Em 1965, os moradores da favela Brás de Pina, após o anúncio de despejo por conta do Estado, se organizaram em torno da associação de moradores para desenvolver um plano de urbanização, financiado pelos próprios habitantes. A contratação dos arquitetos (que, neste dado momento, ainda eram estudantes) ocorreu por meio do contato com a Federação das Associações de Favelas do Estado da Guanabara (FAFEG). Por conta de diversas questões (que o Carlos Nelson Ferreira dos Santos elucida detalhadamente no livro Momentos urbanos do Rio de Janeiro), o projeto foi sendo descontinuado aos poucos.

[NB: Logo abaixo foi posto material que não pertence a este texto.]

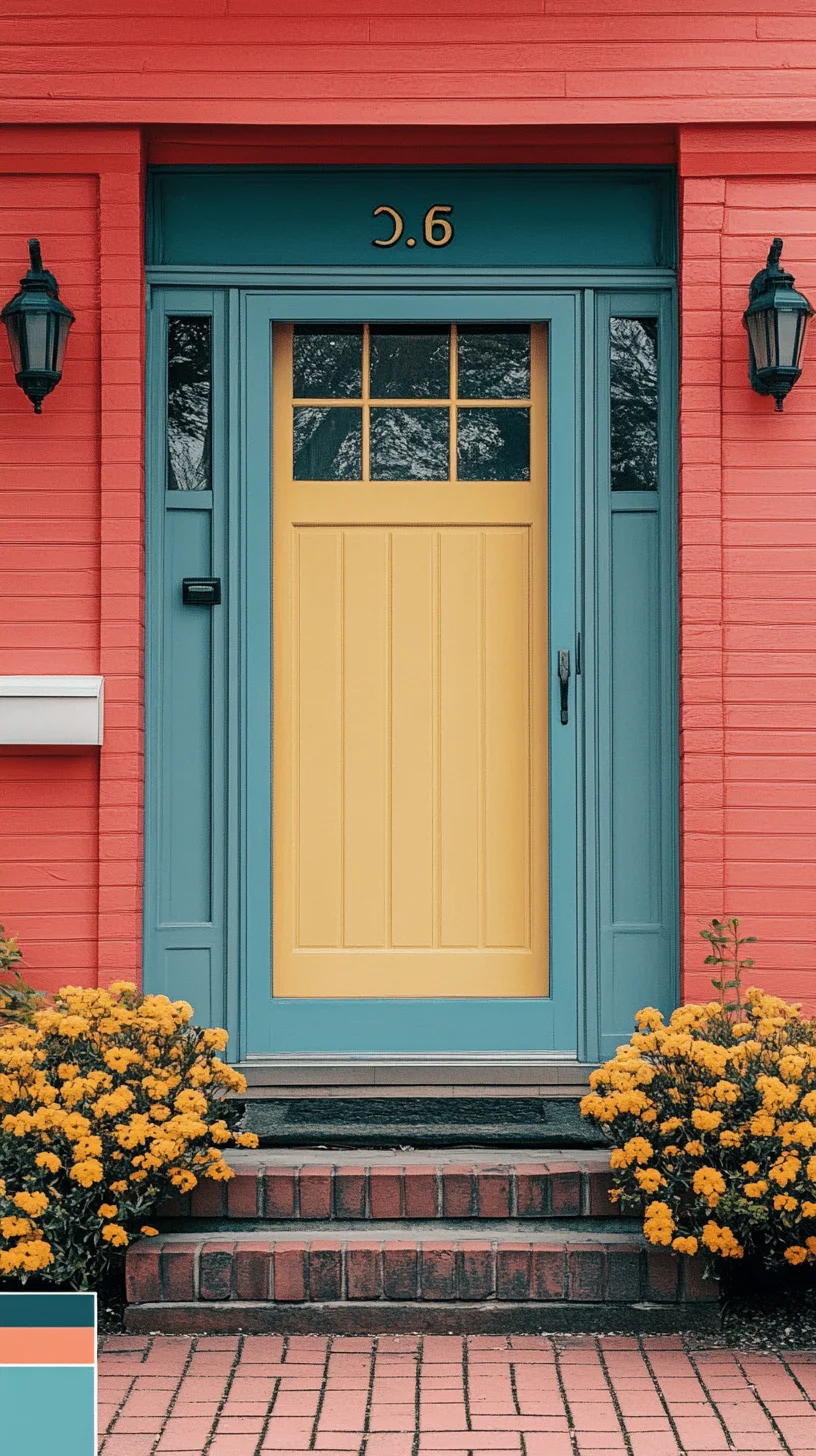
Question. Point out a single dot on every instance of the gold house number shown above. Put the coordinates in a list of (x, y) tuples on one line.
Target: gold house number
[(437, 229)]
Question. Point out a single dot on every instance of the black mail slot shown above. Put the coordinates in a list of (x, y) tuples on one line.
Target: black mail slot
[(201, 591)]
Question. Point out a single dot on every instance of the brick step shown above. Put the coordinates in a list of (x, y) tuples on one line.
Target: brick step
[(308, 1185), (235, 1280)]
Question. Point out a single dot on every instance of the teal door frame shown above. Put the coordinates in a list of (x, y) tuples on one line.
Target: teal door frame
[(228, 941)]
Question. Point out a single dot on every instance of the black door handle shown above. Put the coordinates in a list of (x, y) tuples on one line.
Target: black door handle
[(201, 591), (564, 683)]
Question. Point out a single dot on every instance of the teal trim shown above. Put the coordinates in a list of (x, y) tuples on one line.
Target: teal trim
[(408, 1025), (627, 548), (222, 242), (509, 217), (185, 846), (634, 631), (35, 1311)]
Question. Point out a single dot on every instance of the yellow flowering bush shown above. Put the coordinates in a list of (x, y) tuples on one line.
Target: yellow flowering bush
[(110, 1102), (713, 1120)]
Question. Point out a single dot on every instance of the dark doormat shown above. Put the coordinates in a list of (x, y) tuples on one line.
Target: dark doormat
[(413, 1121)]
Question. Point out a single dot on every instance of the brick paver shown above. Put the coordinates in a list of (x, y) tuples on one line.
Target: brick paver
[(443, 1395)]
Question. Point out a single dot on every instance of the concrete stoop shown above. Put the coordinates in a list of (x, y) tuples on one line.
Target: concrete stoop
[(375, 1242)]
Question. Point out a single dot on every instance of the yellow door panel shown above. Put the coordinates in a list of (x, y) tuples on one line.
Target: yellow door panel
[(410, 706)]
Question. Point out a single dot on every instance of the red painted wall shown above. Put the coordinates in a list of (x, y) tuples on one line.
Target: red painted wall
[(723, 86), (70, 587), (748, 564), (407, 63)]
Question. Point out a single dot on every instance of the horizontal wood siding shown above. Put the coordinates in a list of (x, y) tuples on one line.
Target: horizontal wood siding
[(748, 565), (70, 588), (426, 61)]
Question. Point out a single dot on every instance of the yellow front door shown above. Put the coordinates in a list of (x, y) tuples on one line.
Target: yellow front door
[(410, 661)]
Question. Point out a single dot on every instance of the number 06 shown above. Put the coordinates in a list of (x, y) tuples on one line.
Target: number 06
[(439, 230)]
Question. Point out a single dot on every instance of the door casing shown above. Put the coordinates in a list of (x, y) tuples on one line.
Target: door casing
[(241, 701)]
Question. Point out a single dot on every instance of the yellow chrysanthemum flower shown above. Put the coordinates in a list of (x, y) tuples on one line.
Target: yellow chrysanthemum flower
[(755, 1190), (48, 1161), (685, 1245), (710, 1184), (31, 1203), (114, 1233), (86, 1172)]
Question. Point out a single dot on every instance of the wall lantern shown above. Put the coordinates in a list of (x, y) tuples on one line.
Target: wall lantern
[(775, 321), (38, 329)]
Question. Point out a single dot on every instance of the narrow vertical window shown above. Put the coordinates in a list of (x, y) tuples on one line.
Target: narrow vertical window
[(190, 404), (633, 404)]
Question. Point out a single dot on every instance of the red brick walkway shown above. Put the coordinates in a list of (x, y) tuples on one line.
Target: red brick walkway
[(407, 1395)]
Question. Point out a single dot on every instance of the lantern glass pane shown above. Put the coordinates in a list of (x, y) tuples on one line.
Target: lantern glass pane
[(15, 344), (633, 404), (758, 335), (787, 332), (35, 341), (63, 326), (190, 404)]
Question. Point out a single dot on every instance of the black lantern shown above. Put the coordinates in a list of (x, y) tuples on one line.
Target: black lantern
[(775, 321), (38, 329)]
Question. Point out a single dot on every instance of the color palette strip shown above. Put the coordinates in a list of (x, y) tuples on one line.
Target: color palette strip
[(48, 1373)]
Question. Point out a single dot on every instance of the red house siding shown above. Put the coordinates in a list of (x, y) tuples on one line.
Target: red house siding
[(72, 586), (722, 86), (748, 565)]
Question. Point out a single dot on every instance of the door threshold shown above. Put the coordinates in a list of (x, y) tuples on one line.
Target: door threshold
[(410, 1073)]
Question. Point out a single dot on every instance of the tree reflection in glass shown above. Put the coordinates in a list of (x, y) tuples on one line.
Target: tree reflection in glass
[(190, 404), (410, 444), (633, 383)]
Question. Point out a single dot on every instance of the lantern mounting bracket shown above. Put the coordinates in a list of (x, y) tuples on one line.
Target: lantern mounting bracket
[(37, 323), (38, 275)]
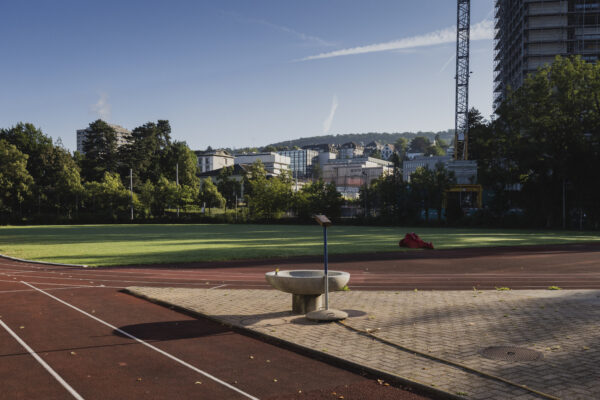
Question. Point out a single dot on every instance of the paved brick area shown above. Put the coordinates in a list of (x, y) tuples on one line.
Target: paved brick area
[(452, 325)]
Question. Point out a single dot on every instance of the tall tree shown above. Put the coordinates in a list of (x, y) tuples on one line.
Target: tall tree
[(15, 181), (228, 186), (101, 151), (555, 116), (209, 195), (267, 197)]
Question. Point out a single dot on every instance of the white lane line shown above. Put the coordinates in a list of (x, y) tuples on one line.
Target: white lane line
[(216, 287), (70, 287), (164, 353), (42, 362), (123, 281)]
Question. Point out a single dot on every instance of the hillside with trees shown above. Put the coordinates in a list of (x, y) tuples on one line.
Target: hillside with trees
[(365, 138)]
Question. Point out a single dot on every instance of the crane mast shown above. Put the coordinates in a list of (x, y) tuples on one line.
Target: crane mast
[(461, 116)]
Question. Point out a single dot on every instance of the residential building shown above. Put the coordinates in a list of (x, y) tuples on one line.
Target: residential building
[(123, 136), (531, 33), (211, 160), (351, 150), (387, 151), (465, 171), (301, 161), (372, 147), (322, 148), (350, 174), (274, 163)]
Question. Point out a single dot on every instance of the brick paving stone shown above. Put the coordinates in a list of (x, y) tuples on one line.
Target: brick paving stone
[(454, 325)]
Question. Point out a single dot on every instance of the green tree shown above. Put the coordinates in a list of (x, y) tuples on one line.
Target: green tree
[(553, 120), (401, 146), (209, 195), (146, 151), (146, 197), (434, 150), (318, 198), (101, 151), (179, 156), (266, 197), (166, 195), (228, 186), (108, 197), (15, 180), (423, 188)]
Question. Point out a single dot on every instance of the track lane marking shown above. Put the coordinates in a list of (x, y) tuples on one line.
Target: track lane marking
[(164, 353), (42, 362)]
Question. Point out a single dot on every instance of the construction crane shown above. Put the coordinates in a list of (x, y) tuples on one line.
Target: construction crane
[(461, 116)]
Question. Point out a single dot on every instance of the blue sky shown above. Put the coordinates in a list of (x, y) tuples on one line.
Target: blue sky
[(238, 73)]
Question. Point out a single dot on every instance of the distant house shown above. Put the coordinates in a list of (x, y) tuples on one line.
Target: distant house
[(123, 136), (350, 174), (387, 151), (351, 150), (301, 161), (274, 163), (211, 160), (373, 146), (465, 171), (322, 148)]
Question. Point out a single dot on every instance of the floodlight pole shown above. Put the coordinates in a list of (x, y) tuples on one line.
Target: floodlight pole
[(177, 181), (326, 267), (131, 189)]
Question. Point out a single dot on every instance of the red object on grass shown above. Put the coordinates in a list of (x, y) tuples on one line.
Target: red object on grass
[(413, 241)]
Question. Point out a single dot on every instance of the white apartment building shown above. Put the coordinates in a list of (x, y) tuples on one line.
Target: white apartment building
[(211, 160), (301, 161), (464, 170), (123, 136), (387, 151), (349, 175), (274, 163)]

O governo de Negrão Lima (1965-1970), último governador eleito durante a Ditadura Militar no Rio de Janeiro, trouxe propostas populares, em oposição às ações de Carlos Lacerda (Governador antecessor cuja gestão foi atravessada por ações higienistas, como erradicação de algumas favelas cariocas). É criada nesta gestão a Companhia de Desenvolvimento de Comunidades (CODESCO), que desenvolve um Grupo de Trabalho em conjunto com a QUADRA (neste momento, os arquitetos remanescentes da equipe inicial -Carlos Nelson Ferreira dos Santos, Sylvia Wanderley e Sueli de Azevedo- haviam se associado em torno de um escritório). Tal associação ocorre pois a CODESCO fica ciente do trabalho que o escritório de Carlos Nelson Ferreira dos Santos havia iniciado com a comunidade de moradores da favela do Brás de Pina. Assim, a urbanização da favela passa a ser financiada e sistematizada pelo Estado. A realização do plano de urbanização ocorre através de uma aproximação com os moradores, considerando os saberes e vontades da população, assim como os conflitos entre os agentes envolvidos (como as ações especulativas que começam a surgir por parte dos moradores, duramente criticada pelos funcionários da CODESCO).
Magali Marquez Pulhez, 2008:
"[...] durante os anos que antecederam o golpe militar, configurações eivadas de ambivalência, entre o interesse (muitas vezes de cunho assistencialista) e a condenação, haveriam de embeber o que diz respeito às formas populares de inserção urbana. Em relação às favelas, mais especificamente, ainda que seu aumento acelerado não permitisse mais que fossem de todo ignoradas, sua presença causava incômodo e desconforto para poderes públicos e profissionais da cidade e da habitação: junto aos discursos e práticas candentes de assistência social, ecoavam, de forma análoga, os mesmos brados pelo progresso (e contra o atraso, a desmoralização e a criminalidade gerados pela pobreza urbana) dos anos de 1930, legitimando muitas das ações truculentas de remoção integral de favelas ainda postas em curso durante os anos de 1950 e 1960.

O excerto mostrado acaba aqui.